The ministry is placing part of the blame on Cosco as well, “for handling the issue in a summary manner, without attempting to find any common ground,” especially with the ship repair companies, who are among the biggest employers in the area. They lease sections of the concession zone at the port and are also the ones who feel most at threat from the Chinese company’s plans.

The Shipping Ministry notes that the prime minister’s office is aware of the issue and is said to have seen the need for consensus with the local community but also to create “a new basis of communication with Cosco that will be on a more solid footing, based on a mutual understanding.” This is widely seen as pointing to the need for a political intervention that would address the objections.

Cosco will be able to resubmit its plan for the fourth terminal – and is expected to do so – though not before the lapse of a significant period of time, in order “for the project to mature,” as Shipping Ministry officials said last week.

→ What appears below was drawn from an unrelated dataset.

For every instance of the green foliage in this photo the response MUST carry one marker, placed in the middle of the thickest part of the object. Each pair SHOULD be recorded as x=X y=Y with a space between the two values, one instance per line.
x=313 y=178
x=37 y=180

Regardless of when this takes place, the process will also require an additional six months to a year for the necessary bureaucratic procedures to be completed.

Last Wednesday’s decision by ESAL – which reflects the government’s view as the majority of the commission is appointed by the government – also came as a shock to the market. The investment in a fourth terminal had been budgeted at 300 million euros, and would have come on top of already advanced investment projects by Cosco amounting to 612 million euros. These projects concern a new cruise port, four hotels, a car terminal, new storage and logistics facilities, the improvement and maintenance of port infrastructures, the procurement of equipment, improvements to the ship repair zone, environmentally friendly buses, etc. After the objections by the previous government, the construction of a shipyard for mega-yachts with a budget of 40 million euros was dropped from the master plan.

If one deducts that 40 million euros and another 68 million concerning investments that have already been implemented from the 612 million euros that was approved, and then adds the 300 million for the fourth container terminal’s budget that has been frozen, the total sum that OLP submitted to ESAL for approval comes to approximately 800 million euros.